OpenProteinSet:構造生物学のための大規模トレーニングデータ
OpenProteinSet: Training data for structural biology at scale
August 10, 2023
著者: Gustaf Ahdritz, Nazim Bouatta, Sachin Kadyan, Lukas Jarosch, Daniel Berenberg, Ian Fisk, Andrew M. Watkins, Stephen Ra, Richard Bonneau, Mohammed AlQuraishi
cs.AI
要旨
タンパク質の多重配列アラインメント(MSA)は、豊富な生物学的情報をエンコードしており、数十年にわたりタンパク質設計やタンパク質構造予測などのバイオインフォマティクス手法において重要な役割を果たしてきました。最近のブレークスルーであるAlphaFold2は、トランスフォーマーを活用して大量の生のMSAに直接アテンションを適用し、その重要性を再確認しました。しかし、MSAの生成は計算集約的であり、AlphaFold2のトレーニングに使用されたものに匹敵するデータセットが研究コミュニティに公開されていないため、タンパク質における機械学習の進展が妨げられています。この問題を解決するため、我々はOpenProteinSetを紹介します。これは、1600万以上のMSA、Protein Data Bankからの関連する構造ホモログ、およびAlphaFold2によるタンパク質構造予測を含むオープンソースのコーパスです。我々は既に、OpenProteinSetを使用してAlphaFold2の再トレーニングに成功し、その有用性を実証しています。
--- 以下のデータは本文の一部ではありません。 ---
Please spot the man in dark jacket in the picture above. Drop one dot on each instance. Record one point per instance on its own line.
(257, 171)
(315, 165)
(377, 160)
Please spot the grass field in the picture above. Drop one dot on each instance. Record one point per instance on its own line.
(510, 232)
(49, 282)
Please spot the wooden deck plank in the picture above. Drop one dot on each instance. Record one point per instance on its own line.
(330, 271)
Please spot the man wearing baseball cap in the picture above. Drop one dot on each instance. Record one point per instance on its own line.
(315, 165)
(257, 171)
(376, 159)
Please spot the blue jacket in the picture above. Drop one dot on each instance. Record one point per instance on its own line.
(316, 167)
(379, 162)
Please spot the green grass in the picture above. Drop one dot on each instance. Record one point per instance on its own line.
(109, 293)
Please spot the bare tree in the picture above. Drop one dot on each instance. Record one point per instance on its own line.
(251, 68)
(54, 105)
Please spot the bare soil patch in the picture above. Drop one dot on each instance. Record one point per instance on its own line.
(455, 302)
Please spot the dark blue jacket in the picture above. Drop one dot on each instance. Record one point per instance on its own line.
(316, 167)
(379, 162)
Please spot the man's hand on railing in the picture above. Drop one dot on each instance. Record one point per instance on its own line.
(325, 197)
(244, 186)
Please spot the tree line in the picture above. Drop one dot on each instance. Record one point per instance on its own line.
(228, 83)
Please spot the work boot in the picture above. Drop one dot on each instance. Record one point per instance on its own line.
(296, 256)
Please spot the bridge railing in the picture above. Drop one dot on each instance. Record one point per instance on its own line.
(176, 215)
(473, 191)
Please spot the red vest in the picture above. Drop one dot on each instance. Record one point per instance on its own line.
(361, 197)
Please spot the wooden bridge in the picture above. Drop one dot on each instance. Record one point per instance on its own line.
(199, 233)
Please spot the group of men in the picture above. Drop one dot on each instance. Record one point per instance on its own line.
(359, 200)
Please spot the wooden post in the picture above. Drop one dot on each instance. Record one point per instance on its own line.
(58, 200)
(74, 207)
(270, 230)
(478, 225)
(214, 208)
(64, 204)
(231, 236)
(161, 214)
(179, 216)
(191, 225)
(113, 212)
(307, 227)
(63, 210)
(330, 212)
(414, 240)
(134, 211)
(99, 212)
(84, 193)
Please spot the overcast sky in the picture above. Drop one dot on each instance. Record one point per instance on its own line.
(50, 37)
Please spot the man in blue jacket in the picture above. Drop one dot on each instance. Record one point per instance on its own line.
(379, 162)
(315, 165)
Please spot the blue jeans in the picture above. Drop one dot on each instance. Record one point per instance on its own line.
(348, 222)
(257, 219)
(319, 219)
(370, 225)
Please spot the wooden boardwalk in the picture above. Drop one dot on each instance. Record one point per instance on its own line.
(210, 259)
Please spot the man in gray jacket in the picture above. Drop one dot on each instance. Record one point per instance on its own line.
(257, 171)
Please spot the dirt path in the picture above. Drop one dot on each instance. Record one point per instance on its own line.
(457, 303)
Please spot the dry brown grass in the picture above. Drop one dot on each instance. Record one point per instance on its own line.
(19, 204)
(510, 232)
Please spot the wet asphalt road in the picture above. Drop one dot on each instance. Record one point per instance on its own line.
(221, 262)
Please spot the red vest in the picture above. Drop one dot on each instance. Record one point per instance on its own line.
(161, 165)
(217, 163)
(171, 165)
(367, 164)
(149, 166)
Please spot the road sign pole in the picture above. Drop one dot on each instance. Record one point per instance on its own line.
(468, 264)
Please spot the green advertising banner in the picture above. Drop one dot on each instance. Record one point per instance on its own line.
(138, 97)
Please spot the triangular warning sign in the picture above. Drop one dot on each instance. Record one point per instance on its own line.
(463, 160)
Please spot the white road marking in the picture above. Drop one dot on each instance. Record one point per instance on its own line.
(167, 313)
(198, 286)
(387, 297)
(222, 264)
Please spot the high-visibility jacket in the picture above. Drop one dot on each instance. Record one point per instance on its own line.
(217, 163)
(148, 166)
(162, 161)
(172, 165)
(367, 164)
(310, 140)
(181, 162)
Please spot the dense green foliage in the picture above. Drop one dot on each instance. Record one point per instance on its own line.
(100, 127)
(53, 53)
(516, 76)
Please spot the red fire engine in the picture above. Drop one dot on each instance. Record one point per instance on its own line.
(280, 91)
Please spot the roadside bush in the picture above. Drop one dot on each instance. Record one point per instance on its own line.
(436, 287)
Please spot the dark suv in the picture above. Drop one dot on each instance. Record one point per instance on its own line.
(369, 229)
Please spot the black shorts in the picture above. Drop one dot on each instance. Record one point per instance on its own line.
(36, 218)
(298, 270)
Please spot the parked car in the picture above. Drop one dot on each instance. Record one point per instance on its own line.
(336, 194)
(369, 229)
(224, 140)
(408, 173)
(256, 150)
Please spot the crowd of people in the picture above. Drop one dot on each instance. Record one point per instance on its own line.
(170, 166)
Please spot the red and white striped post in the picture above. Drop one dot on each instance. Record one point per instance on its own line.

OpenProteinSetは、1) タンパク質の構造、機能、設計に焦点を当てた多様なタスク、および2) 大規模なマルチモーダル機械学習研究のためのトレーニングおよび検証データとして、広く有用であると期待されます。
English
Multiple sequence alignments (MSAs) of proteins encode rich biological
information and have been workhorses in bioinformatic methods for tasks like
protein design and protein structure prediction for decades. Recent
breakthroughs like AlphaFold2 that use transformers to attend directly over
large quantities of raw MSAs have reaffirmed their importance. Generation of
MSAs is highly computationally intensive, however, and no datasets comparable
to those used to train AlphaFold2 have been made available to the research
community, hindering progress in machine learning for proteins. To remedy this
problem, we introduce OpenProteinSet, an open-source corpus of more than 16
million MSAs, associated structural homologs from the Protein Data Bank, and
AlphaFold2 protein structure predictions. We have previously demonstrated the
utility of OpenProteinSet by successfully retraining AlphaFold2 on it. We
expect OpenProteinSet to be broadly useful as training and validation data for
1) diverse tasks focused on protein structure, function, and design and 2)
large-scale multimodal machine learning research.